En realidad, lo único que queda por develar es si será tratado y aprobado con la composición actual de ambas Cámaras, en las cuales el oficialismo no posee suficientes  votos propios para ello; o se esperará para hacerlo después del 11 de diciembre, cuando las bancadas oficialistas, con la nueva integración, pues podrán decidir sin inconvenientes esa convalidación no aceptando correcciones o cambios de ninguna especie. Por el momento, nadie ha mostrado premura y sin mayores aclaraciones, las comisiones que deben estudiarlo han avanzado muy poco; razón por la cual, no existen señales sobre el temperamento que se habrá de elegir. Obviamente, tal decisión queda exclusivamente en manos de los representantes del Gobierno.
Las principales objeciones.
En cuanto a las críticas, las más ríspidas se refirieron especialmente a las variables económicas condicionantes que sustentan los números de las respectivas partidas pero debe subrayarse que ellos no integran el texto del proyecto de ley y que, en todo caso, deberían señalarse las modificaciones que habría que introducir en aquellas; lo cual, ningún diputado o senador del arco opositor ha aventurado a hacer. Si bien no se objeta un eventual crecimiento el P.B.I., previsto en el 5.1%, por ser “opinable” impugnan que se haya trabajado con un tasa inflacionaria del 9.2% y un tipo de cambio promedio de $ 4.40. Es obvio que corregidos ambos lo más probable es que el gasto trepe, por lo menos, a $ 570 mil millones; extendiendo la crítica al monto que esperan recaudar y que calculan excedería aquella cifra en alrededor de $ 40.000 millones; sobre los cuales quedaría el P.E. en condiciones de decidir su afectación según su voluntad.

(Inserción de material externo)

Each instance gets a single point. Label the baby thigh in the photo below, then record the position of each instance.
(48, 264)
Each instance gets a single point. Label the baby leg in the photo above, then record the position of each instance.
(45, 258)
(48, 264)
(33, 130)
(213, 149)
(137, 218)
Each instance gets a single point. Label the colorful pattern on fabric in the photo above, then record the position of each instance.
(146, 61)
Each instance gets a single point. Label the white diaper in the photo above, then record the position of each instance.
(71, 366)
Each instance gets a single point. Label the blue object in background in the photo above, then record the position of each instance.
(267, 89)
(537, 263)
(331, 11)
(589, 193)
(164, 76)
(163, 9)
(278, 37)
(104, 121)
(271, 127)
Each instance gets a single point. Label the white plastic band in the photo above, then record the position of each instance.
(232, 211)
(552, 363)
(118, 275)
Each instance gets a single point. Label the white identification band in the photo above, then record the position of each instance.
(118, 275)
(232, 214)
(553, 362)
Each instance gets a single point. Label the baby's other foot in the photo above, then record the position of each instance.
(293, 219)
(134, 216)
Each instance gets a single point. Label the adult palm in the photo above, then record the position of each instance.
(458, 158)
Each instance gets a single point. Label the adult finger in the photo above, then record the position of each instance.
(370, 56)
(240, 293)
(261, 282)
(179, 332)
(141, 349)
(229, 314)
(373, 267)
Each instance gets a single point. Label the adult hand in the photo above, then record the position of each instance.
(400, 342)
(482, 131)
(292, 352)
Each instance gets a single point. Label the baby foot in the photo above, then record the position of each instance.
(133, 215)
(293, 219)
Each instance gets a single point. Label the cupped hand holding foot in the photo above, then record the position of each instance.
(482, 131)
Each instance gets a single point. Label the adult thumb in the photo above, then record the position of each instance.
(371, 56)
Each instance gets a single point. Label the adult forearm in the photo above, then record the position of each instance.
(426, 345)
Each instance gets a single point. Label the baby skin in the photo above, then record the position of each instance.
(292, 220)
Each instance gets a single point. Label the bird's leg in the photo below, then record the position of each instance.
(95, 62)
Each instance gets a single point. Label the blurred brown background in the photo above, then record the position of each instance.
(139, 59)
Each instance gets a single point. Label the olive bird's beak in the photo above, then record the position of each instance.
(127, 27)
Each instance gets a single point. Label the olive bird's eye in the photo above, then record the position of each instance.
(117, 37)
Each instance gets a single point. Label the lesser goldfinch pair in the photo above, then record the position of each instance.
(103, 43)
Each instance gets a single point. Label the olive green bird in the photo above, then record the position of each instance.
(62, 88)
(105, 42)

El Proyecto oficial que circula contempla que el total de erogaciones ascienda a $ 505.130 millones; es decir, con un muy moderado incremento del 18.8% sobre los $ 425.307 millones que consideran sumarán los gastos a fines de diciembre. Ese porcentaje, por lo exiguo, no es fácil de aceptar como realista en función de los antecedentes existentes. Las objeciones crecen al advertir que se elabora bajo la hipótesis de una parecida evolución para los recursos; a los cuales sitúan en $ 506.576 millones (+23.2%); importe total éste que junto con el de las salidas, constituirían una auténtica “novedad” pues no condicen con lo que ha venido ocurriendo hasta ahora. Se detecta la intención de actuar con prudencia al evaluar la cantidad de fondos que deberán cubrir la Administración Central pues la gestión de 2011 cuenta con $ 29.842 millones y para 2012 la han autolimitado a $ 32.857 millones, que implican un muy modesto aumento del 10.1%; mientras que en el caso de Defensa y Seguridad se hará lo propio pasando de $ 24.335 a 29.141 millones (+19.7%).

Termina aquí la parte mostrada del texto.